Processes may take various forms in automated production. They may be continuous as with the mixing of chemicals, synchronous where operations are performed in unison or asynchronous where operations are performed independently. Manual and automated tasks may be mixed to utilize the decision making and dexterity advantages of human labor.
Chemical, food and beverage production often operates in a continuous fashion. Chemicals or ingredients are mixed together continuously to produce a “batch” of product. Plastics are often extruded continuously and then segmented into individual pieces for further operations.
Processes are said to be asynchronous when they do not rely on a master timing signal. An example of this might be an operation which takes place when a product arrives at an operator station from a previous process on a conveyor. The component may then be operated on when its arrival has been detected by a sensor rather than at the index completion signal from the conveyor.
Synchronous processes rely on a master clock or timing signal. This may be an electrically or mechanically based system; cam driven devices on a line shaft are examples of a synchronous process. Assembly line operations may be synchronous, asynchronous or a combination of both depending on the source of the initiating trigger.
The picture above is an illustration of a device used in both synchronous and asynchronous processes and is commonly used to rotate a dial table. If the driving motor is run continuously the indexer will rotate a fixed number of degrees (typically 45, 60 or 90 for 8, 6 and 4 stations respectively) and then enter a dwell for a fixed period of time based on motor speed. This is an example of using the indexer synchronously. If the indexer is actuated periodically the rotation will occur at the motor speed but then can be stopped by using a clutch or stopping the motor during the dwell period. This “cycle on demand” method would be an example of using the indexer asynchronously.
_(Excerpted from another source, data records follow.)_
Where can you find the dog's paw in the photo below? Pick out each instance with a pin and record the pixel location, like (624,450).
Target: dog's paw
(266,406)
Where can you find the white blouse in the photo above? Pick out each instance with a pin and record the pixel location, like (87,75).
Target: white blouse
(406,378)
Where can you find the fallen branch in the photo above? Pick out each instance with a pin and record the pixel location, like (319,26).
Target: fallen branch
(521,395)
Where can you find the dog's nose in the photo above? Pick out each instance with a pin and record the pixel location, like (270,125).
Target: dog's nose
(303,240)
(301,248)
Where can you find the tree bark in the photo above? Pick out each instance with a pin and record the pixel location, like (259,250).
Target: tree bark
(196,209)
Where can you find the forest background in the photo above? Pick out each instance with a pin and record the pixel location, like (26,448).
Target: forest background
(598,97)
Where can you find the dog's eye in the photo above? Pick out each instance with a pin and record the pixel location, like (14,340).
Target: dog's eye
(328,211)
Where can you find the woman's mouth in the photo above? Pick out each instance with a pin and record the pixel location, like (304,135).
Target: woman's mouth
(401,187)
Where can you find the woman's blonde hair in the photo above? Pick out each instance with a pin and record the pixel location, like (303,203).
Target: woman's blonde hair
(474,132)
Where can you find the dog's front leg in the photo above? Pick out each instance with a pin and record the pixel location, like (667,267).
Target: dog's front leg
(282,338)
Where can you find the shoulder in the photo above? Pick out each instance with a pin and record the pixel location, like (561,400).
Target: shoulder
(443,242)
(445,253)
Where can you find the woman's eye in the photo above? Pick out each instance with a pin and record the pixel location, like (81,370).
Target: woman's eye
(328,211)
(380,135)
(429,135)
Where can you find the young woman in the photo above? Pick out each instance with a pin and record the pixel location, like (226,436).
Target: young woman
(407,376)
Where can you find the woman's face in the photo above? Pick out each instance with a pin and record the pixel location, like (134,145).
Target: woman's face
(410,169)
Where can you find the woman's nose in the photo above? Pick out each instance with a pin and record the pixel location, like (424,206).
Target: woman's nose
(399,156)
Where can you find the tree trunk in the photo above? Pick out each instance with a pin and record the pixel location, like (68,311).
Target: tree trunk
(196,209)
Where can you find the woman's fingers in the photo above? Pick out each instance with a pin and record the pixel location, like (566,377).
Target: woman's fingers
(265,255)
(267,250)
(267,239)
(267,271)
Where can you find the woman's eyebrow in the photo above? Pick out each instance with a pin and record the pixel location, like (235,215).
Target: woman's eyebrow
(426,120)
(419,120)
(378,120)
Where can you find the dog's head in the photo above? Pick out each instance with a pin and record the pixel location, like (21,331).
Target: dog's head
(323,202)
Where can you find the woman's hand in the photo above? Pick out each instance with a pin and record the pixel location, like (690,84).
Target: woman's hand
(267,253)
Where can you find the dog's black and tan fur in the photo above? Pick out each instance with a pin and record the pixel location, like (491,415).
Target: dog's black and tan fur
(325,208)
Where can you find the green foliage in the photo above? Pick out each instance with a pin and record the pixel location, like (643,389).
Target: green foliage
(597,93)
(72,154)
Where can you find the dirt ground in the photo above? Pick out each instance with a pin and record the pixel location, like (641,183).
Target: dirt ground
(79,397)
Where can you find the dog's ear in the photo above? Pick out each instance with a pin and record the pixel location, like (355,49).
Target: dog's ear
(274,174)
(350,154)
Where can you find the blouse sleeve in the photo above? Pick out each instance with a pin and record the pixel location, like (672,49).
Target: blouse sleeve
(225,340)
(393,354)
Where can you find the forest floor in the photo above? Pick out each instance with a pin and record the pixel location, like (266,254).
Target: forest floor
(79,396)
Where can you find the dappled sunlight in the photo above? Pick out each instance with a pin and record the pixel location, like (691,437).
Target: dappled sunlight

An important note to remember when using these types of indexers. Ideally you should never stop the motor or during the rotation period of the cam. This puts strain on the engaged mechanism and at high speeds can actually damage the indexer. Because of this a “breakaway mechanism” is often used to disengage the table from the drive if the table is stopped by a physical obstruction.
Well known manufacturers of cam-based indexers include Camco, Stelron and Weiss.